Climate science and autonomous experimentation are a subset of the fields that might use this method; a scaled-up Gaussian process could be an important tool for research in any area that deals with high data yields, particularly as machine learning becomes ubiquitous across disciplines and research settings. Other possible areas that might adopt the Gaussian process include mechanical systems modeling (the field that includes robotics) and battery and energy storage technology. Noack notes that it’s in fields where models tend to include some amount of error that Gaussian processes really shine, due to the built-in uncertainty quantification.
“This uncertainty is really important for adaptive data-acquisition scenarios because you tend to explore where the error is very large,” he said. “Why would you collect more data where you already know your model very well?”
Building Up
When you’ve invented a new mathematical framework with no theoretical scale limits, where do you go from there?

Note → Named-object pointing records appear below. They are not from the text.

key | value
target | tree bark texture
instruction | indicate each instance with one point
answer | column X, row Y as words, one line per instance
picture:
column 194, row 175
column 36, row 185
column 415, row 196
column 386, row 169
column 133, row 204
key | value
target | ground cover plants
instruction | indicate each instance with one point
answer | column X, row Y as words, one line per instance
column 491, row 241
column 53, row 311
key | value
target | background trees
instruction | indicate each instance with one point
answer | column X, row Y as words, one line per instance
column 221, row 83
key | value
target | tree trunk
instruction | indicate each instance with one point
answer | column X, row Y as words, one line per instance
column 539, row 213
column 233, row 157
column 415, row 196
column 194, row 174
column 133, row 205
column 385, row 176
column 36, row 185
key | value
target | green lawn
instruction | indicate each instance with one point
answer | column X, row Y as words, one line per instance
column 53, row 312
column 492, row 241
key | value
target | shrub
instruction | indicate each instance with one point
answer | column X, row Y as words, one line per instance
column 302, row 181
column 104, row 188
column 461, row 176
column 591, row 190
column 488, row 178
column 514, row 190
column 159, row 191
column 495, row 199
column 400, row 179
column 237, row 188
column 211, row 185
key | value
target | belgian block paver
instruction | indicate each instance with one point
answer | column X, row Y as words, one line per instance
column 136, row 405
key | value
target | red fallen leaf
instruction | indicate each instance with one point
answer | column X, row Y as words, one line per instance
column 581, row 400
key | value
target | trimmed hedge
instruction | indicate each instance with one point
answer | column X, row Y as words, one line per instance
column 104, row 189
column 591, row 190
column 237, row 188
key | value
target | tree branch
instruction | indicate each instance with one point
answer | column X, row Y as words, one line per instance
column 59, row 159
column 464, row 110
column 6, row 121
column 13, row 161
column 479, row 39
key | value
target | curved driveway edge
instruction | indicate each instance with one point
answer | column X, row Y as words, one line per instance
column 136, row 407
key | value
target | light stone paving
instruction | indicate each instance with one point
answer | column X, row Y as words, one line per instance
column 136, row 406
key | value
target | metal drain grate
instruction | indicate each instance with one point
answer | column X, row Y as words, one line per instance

Noack is working to adapt gp2Scale for other, related uses, like a dimensionality-reducing model using machine learning to reduce the complexity of datasets coming from experimental sensors like satellites, while including uncertainty quantification.
“There are stochastic methods that can do dimensionality reduction, but they’re hardly ever used, and one of the main reasons is because you can’t do it on a lot of data, and today’s datasets are always large,” he said. “So one of my big goals is to slightly re-implement what we have in gp2Scale now to be able to do this dimensionality reduction in a stochastic way, with the same advantages: You actually get uncertainty intervals. These models will actually be able to tell you, ‘I’m 50% sure that this point is actually here in that low-dimensional space.’” Risser is thinking longer term. In time, he hopes to apply the Gaussian process to a possible stochastic foundation model for climate, a general-purpose machine learning method that could be used and tinkered with for a variety of applications within climate science, incorporating what’s already been observed about the natural world and baking in uncertainty quantification from the start.
“In principle, there are other machine learning methods you could use for such an effort, but again, the Gaussian process is really useful because it incorporates uncertainty,” said Risser. “You could encode in your algorithm a sort of ‘not knowing.’ The global climate system is a very complex thing. We as climate scientists know a little bit about it: How does a particle move throughout the atmosphere? What happens in the ocean? Over the last 50 to 100 years, scientists have discovered various differential equations that govern the behavior of the Earth system. Being able to incorporate that sort of physical knowledge into a machine learning method in a way that’s consistent and could be informed by data, I think, gives the Gaussian process a chance of someday accomplishing that goal of a foundation model for Earth sciences.”
In the meantime, Noack believes the next steps are clear: keep scaling up. Because no theoretical barriers to using Gaussian processes for even larger datasets have yet arisen, the sky is currently the limit.
“You can scale further and further up,” Noack said. “If there are any limitations, they’re technical, and those are easier to overcome. So that’s where its strength lies, I think. Our plan is certainly to reach 50 million data points.”